Inclusão é tema de conferência na SBPC

“Não existem alunos diferentes. Somos todos diferentes”. Foi com essa premissa que a professora Maria Teresa Mantoan (UNICAMP) abriu a conferência intitulada Educação Inclusiva, no dia 19 de julho, na 69ª Reunião Anual da SBPC, na UFMG. O evento foi mediado pela professora Roseli de Deus Lopes (USP) e contou também com a participação da advogada e militante do Movimento Down, Maria Antonia Goulart e da jornalista Anna Penido, do Instituto Inspirare. A conferência, que foi transmitida em libras e com audiodescrição, contou com a presença da secretária estadual de Educação de Minas Gerais, Macaé Evaristo e do senador Lindemberg Farias (PT).
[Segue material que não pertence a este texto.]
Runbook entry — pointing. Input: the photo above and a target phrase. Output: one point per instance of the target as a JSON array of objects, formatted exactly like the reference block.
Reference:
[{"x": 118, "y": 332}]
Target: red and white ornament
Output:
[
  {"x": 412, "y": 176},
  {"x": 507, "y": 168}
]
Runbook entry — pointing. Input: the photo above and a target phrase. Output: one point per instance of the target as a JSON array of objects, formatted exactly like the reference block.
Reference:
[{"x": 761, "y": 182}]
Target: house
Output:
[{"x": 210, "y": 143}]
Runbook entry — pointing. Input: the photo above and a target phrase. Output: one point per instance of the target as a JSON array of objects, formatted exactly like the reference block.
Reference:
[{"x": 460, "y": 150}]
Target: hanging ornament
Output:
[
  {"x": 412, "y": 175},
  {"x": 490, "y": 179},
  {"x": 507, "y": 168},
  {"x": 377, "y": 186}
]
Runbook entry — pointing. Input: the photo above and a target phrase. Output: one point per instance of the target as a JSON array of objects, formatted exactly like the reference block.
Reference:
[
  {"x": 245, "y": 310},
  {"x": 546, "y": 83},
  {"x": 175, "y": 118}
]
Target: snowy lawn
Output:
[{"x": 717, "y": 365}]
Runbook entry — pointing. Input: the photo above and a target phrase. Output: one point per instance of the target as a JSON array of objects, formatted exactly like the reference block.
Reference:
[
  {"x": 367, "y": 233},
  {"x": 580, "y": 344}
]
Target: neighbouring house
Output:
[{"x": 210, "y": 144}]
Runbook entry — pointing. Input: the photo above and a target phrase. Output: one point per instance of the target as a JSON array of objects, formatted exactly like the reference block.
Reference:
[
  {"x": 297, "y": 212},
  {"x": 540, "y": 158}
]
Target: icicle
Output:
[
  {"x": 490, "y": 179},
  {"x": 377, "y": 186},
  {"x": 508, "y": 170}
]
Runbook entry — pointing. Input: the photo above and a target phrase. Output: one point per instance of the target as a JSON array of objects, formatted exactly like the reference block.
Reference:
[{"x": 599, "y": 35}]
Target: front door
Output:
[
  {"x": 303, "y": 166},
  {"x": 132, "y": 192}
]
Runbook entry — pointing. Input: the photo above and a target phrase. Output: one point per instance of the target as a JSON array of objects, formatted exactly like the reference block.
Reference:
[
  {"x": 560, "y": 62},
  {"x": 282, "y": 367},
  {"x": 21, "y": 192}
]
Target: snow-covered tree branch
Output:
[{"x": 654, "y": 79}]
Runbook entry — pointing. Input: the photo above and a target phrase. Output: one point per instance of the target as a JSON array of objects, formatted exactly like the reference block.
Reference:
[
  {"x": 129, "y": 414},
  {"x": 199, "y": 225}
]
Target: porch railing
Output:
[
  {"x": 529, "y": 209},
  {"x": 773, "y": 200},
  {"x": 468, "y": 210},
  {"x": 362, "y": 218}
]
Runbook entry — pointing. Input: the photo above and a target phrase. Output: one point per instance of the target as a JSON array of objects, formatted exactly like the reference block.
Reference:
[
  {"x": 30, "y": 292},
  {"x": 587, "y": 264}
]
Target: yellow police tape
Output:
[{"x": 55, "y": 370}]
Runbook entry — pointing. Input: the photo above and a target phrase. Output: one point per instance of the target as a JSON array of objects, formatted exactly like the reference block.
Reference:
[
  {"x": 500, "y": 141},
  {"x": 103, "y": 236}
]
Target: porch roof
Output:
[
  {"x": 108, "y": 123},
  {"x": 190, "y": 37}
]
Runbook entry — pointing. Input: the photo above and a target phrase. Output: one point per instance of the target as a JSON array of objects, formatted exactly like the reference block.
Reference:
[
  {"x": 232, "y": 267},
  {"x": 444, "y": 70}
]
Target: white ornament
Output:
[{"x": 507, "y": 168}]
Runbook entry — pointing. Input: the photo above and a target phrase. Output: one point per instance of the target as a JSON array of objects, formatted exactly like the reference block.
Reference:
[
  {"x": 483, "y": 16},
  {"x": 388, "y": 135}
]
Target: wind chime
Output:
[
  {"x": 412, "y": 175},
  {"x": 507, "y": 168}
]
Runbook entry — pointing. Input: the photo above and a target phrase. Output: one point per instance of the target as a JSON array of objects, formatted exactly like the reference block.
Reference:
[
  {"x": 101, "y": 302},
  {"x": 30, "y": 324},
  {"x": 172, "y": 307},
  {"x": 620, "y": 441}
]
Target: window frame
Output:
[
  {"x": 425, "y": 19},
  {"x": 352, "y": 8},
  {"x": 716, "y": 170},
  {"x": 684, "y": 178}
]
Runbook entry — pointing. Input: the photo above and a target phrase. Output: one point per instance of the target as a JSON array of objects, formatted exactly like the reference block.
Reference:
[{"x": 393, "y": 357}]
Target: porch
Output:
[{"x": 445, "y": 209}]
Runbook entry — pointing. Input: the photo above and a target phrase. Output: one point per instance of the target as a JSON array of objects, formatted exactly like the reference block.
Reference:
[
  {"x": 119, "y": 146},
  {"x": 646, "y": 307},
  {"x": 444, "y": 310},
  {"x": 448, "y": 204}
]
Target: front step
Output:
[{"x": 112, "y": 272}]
A professora Teresa Mantoan afirmou que o sistema educacional e os educadores, de maneira geral, ainda estão apegados à noção platônica de um aluno idealizado. “Temos que trabalhar com o aluno real. Ele é “aluno”, não é “’o’ aluno”, afirmou. E completou: “a diferença nos constitui, nossa identidade é inacabada, está sempre por se fazer”. A docente do programa de pós-graduação em Educação da UNICAMP, que é uma das maiores especialistas brasileiras em Inclusão e coordenadora do Laboratório de Estudos e Pesquisas em Ensino e Diferença (LEPED), explicou que “a escola boa é a escola para todos”. Ela defendeu que, por sermos todos singulares e, portanto, diferentes, não cabe usar o termo ‘especial’ para se referir àqueles que apresentam algum tipo de dificuldade escolar, nem tampouco propor atividades específicas ou facilitadas. “Esse é um problema muito sério: diferenciar para excluir. Toda vez que limitamos o direito de participação e de expressão do aluno, estamos excluindo, mesmo que seja com a melhor intenção”, concluiu Mantoan.

Professora Teresa Mantoan

Professora Teresa Mantoan fala sobre a importância de não diferenciar os alunos. Foto: Mauro Lucio

Segundo a professora, são inclusivas “as escolas cujas atividades são organizadas para toda a turma, sem adaptações de qualquer natureza, sem individualizações.” A inclusão não se dá no ensino, mas na aceitação e o reconhecimento, por parte da comunidade escolar, das respostas diferentes dos alunos ao processo ensino-aprendizagem “quanto mais for diferente a resposta do aluno, mais rico o ambiente escolar se tornará”.

A advogada e especialista em educação integral Maria Antonia Goulart, criadora do Movimento Down e mãe de uma menina Down de 5 anos, fez um depoimento sobre as dificuldades vividas pelos pais, desde os empecilhos para encontrar uma vaga para os filhos em escolas regulares até a padronização das metodologias e avaliações escolares. “O Movimento Down recebe mensagens de pais todos os dias, mas na época de matrícula esse contato se intensifica. Alguns pais chegam a visitar 30 escolas até matricular o filho” contou a advogada. Segundo Antonia Goulart, as escolas não podem, por lei, se negar a aceitar a criança, mas se dizem ‘despreparadas’ para a inclusão, desanimando os pais. Ela propõe, em contrapartida, a adoção do Desenho Universal da Aprendizagem, uma metodologia que contempla formas diversas de apresentação do conteúdo, bem como diferentes modos de avaliação escolar.

Ao fechar a mesa de conferência, a jornalista Anna Penido, do Instituto Inspirare defendeu a educação integral. “Todo aluno é único, mas muitas vezes o professor nem sabe o nome dele” declara Anna. O instituto no qual atua estuda metodologias inovadoras para o ensino básico.